La première activité d'un blogueur passe par ce travail d'écriture et de citation, de récupération de témoignages, de sources d'informations, de rapports, d'études, de récits d'expériences. Il faut commencer par produire du contenu, puis ce contenu  devient  support des échanges. C'est sur la base de ces contenus que les échanges et les relations vont se mettre en place.


Faire interagir votre blog et votre réseau social


Le réseau social rend plus facile et fréquent les relations entre les membres d'un réseau. Ces relations s'appuient souvent sur un contenu : une vidéo, un lien, un article etc. Pourquoi ne pas faire de vos publication le support des échanges avec les membres de votre réseau social ?

Pour cela, il faut donc que les articles que vous publiez sur votre blog apparaissent aux membres de votre réseau. Ceux-ci seront sans doute  des lecteurs et des commentateurs pertinents de vos articles. Pour publier les articles de votre blog sur votre page de profil, nous vous recommandons l'application Networked blogs sur Facebook : elle affiche sur votre profil, donc sur ceux de votre réseau, la publication sur votre blog.

Mais si vous orientez les membres de votre réseau vers votre blog, il est également intéressant et complémentaire de proposer un lien inverse qui redririge les visiteurs de votre blog vers la page de votre profil, ou de votre groupe.
Le même principe est vrai si vous utilisez le site de partage photo Flick'r, (Comment insérer un badge Flick'r sur mon blog) le site de partage de favoris delicious, le site de partage vidéo dailymotion...


Pour créer un badge Facebook sur votre blog

  1. Enregistrez vous sur Facebook
  2. Allez sur votre page profil et en bas à gauche de cette page, cliquez sur Créer un badge de profil.
  3. Ensuite, cliquez sur Other : une ligne de code html apparait en dessous.
  4. Copiez là et collez là dans votre Bloc-notes.
  1. Enregistrez vous sur Solidaires du monde
  2. Cliquez sur "Présentation"
  3. Cliquez sur le sous menu "Contenu des colonnes"
  4. En bas de page, dans "Ajouter un élément personnalisé", cliquez sur "Ajouter un élément HTML" (en bas sur le visuel ci-dessous)
  5. Nommez l'élément puis copiez/collez le code html du Bloc-notes dans "contenu de l'élément"
  6. Choisissez d'afficher le nom et/ou de centrer l'élément.
  7. Enregistrez

Une fois que vous aurez enregistré, un nouvel élément apparait dans la liste des éléments de votre/vos colonne(s). Vous devez alors ajouter cet élément à droite ou à gauche en fonction de la structure choisie pour votre blog.
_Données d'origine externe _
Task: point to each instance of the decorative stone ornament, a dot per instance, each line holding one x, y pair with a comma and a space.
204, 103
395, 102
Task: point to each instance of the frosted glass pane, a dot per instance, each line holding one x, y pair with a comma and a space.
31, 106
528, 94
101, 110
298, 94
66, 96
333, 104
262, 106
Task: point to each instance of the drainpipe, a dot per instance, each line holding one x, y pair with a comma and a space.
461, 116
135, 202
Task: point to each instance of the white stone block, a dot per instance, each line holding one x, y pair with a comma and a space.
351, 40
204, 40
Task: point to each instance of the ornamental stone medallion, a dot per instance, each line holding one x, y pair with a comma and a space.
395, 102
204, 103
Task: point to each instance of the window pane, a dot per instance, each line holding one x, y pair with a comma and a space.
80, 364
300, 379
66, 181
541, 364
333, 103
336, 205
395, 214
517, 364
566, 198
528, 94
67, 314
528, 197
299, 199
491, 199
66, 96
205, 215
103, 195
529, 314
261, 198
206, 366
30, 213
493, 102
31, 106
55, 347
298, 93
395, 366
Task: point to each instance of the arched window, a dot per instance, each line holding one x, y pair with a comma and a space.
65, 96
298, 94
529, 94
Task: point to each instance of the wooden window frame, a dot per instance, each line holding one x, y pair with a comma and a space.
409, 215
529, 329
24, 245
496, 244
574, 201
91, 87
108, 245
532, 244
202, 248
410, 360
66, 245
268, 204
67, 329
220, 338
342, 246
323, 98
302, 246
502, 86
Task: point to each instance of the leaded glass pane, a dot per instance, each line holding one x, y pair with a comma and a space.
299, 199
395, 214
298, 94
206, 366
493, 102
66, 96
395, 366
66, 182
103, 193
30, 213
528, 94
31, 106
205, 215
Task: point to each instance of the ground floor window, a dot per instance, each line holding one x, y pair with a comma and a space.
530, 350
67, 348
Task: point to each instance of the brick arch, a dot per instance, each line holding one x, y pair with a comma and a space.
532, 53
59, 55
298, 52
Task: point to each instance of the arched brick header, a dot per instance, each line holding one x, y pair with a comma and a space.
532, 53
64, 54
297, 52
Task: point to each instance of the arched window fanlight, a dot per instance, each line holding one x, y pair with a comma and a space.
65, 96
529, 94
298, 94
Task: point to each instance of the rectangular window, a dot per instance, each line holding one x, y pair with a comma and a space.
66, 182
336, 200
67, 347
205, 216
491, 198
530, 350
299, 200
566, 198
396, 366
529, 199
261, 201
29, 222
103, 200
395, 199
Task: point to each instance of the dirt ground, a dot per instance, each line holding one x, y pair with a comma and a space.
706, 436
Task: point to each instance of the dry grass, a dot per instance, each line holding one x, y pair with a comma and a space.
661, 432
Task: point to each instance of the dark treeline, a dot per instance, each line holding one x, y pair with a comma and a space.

facebook-nouvel-element.jpg

Ainsi, vous avez les étapes pour publier votre profil Facebook dans une colonne de votre blog. Sur cette page, vous pouvez également créer d'autres badges : de page fan, de groupe, de photos.

Ainsi, un visiteur de votre blog voit d'emblée votre présence sur Facebook. Si ce visiteur souhaite lire vos publications, y réagir ou tout simplement entrer en contact directement avec vous : ce sera désormais plus facile. Et Facebook deviendra un espace de prolongement de votre blog.


Etape suivante : vous faire connaitre par ceux qui ne vous connaissent pas encore

Sur Facebook, il est aisé de mener une recherche de groupe, de profiles ou de pages fans en fonction d'une zone géographique, d'une langue ou de mots clés. En cherchant par exemple les associations de sensibilisation au VIH SIDA dans les pays d'Afrique noire francophone, vous pouvez trouver des interlocuteurs qui s'intéresseraient au blog d'une association du Burkina Faso travaillant sur cette thématique.

De la même manière, n'hésitez pas à mener des recherches de sites web ou de blog d'associations pour leur faire connaitre les publications de votre blog en leur proposant un commentaire ou en leur écrivant un mail.

Nous reviendrons plus en détail sur les métodes de médiatisation d'un blog, prochainement.